Now that we have a model for each category, we can run our test dataset through the models and evaluate how well they perform.

In [6]:
# create a df to contain the predicted probabilities
testing_probs = pd.DataFrame(columns=unique_origins)

# add to the 'testing_probs' dataframe
for i in unique_origins:
    # select testing features
    X_test = test[features]
    # compute probability of observation being in the origin
    testing_probs[i] = models[i].predict_proba(X_test)[:,1]

testing_probs.head()

Unnamed: 0,1,2,3
0,0.963018,0.032446,0.018271
1,0.843672,0.080925,0.078139
2,0.272697,0.205069,0.518609
3,0.792175,0.112188,0.076417
4,0.884702,0.080899,0.051312


Now that we have each column in a dataframe representing an origin, we need to choose the one with the *highest probability*. Since each column maps directly to an origin, **the resulting series will be the classification from our model.**

In [7]:
predicted_origins = testing_probs.idxmax(axis=1)
print(predicted_origins)

0      1
1      1
2      3
3      1
4      1
      ..
114    1
115    1
116    2
117    3
118    2
Length: 119, dtype: int64


## Accuracy

Companies use ML models to make practical business decisions, and more accurate model outcomes result in better decisions. The cost of errors can be huge, but optimizing accuracy mitigates cost.

In [8]:
# compare our predictions to the original regions
result_df = pd.DataFrame(columns=['actual', 'predicted'])
result_df['actual'] = test.origin
result_df['predicted'] = np.array(predicted_origins)

from sklearn.metrics import accuracy_score

accuracy_score(test.origin, predicted_origins)

0.680672268907563

Now that we know how accurate our model is, we should look at some other models to try to improve accuracy.
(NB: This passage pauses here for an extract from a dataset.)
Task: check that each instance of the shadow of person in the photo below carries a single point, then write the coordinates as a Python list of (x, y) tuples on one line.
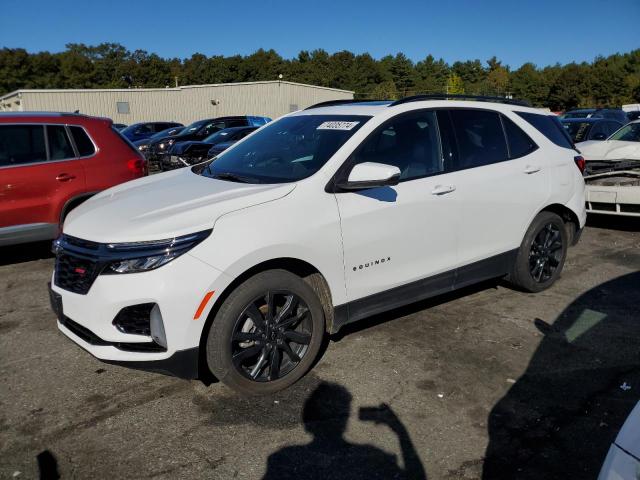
[(47, 466), (559, 419), (329, 455)]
We are going to train several types fo models (Random Forest, K-Nearest Neighbors Classifier, and Support Vector Classifier) and check the prediction accuracy using `accuracy_score` from Scikit-learn's `metrics` module.

In [9]:
from sklearn.ensemble import RandomForestClassifier
from sklearn.neighbors import KNeighborsClassifier
from sklearn.svm import SVC
from sklearn.metrics import accuracy_score

# make our train and test data into cariables for predictive analysis
X_train = train[features]
y_train = train['origin']
X_test = test[features]
y_test = test['origin']

# train a Logistic model
rf = RandomForestClassifier()
rf.fit(X_train, y_train)
y_pred = rf.predict(X_test)
print('Random Forest ------- accuracy score:', accuracy_score(y_test, y_pred))

# train a KNN model
knn = KNeighborsClassifier()
knn.fit(X_train, y_train)
y_pred = knn.predict(X_test)
print('K-Nearest Neighbors - accuracy score:', accuracy_score(y_test, y_pred))

# train a SVM classifier model
svc = SVC()
svc.fit(X_train, y_train)
y_pred = svc.predict(X_test)
print('Support Vector ------ accuracy score:', accuracy_score(y_test, y_pred))
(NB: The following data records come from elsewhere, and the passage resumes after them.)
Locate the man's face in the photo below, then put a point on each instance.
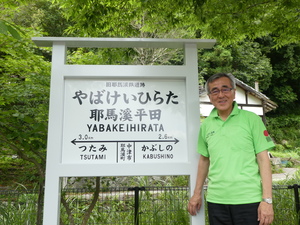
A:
(223, 100)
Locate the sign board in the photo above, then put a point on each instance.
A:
(124, 121)
(121, 120)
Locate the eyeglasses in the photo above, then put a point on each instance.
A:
(223, 90)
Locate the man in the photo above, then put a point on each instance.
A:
(233, 146)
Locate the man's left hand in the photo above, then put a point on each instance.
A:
(265, 213)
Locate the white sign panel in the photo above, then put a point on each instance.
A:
(124, 121)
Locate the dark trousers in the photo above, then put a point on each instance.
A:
(245, 214)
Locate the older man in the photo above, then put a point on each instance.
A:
(233, 146)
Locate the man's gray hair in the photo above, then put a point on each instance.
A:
(217, 76)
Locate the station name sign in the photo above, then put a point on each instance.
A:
(124, 121)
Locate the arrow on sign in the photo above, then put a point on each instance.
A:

Random Forest ------- accuracy score: 0.6974789915966386
K-Nearest Neighbors - accuracy score: 0.6554621848739496
Support Vector ------ accuracy score: 0.6638655462184874


# Conclusion

Overall, our multi-class classifier did not predict as accurately as I had hoped, but it did better than other, more vanilla models. To improve our accuracy, we could take some time to do further feature engineering which gives the computer more data for predicting the origin of each observation. We could also elect to include more features when fitting our model.
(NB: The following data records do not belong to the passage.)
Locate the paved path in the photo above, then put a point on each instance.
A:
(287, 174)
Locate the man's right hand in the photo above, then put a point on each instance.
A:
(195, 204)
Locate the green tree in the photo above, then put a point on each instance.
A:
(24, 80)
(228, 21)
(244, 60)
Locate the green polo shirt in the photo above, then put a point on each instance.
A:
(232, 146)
We explored a transformation-to-binary technique with our one-vs-all method. Another route would be to use *hierachical classification*, where we would divide the output into a tree where each parent node is divided into multiple child nodes and the process is continued until each child node represents only one class. This is the basis for Decision Trees and Random Forests.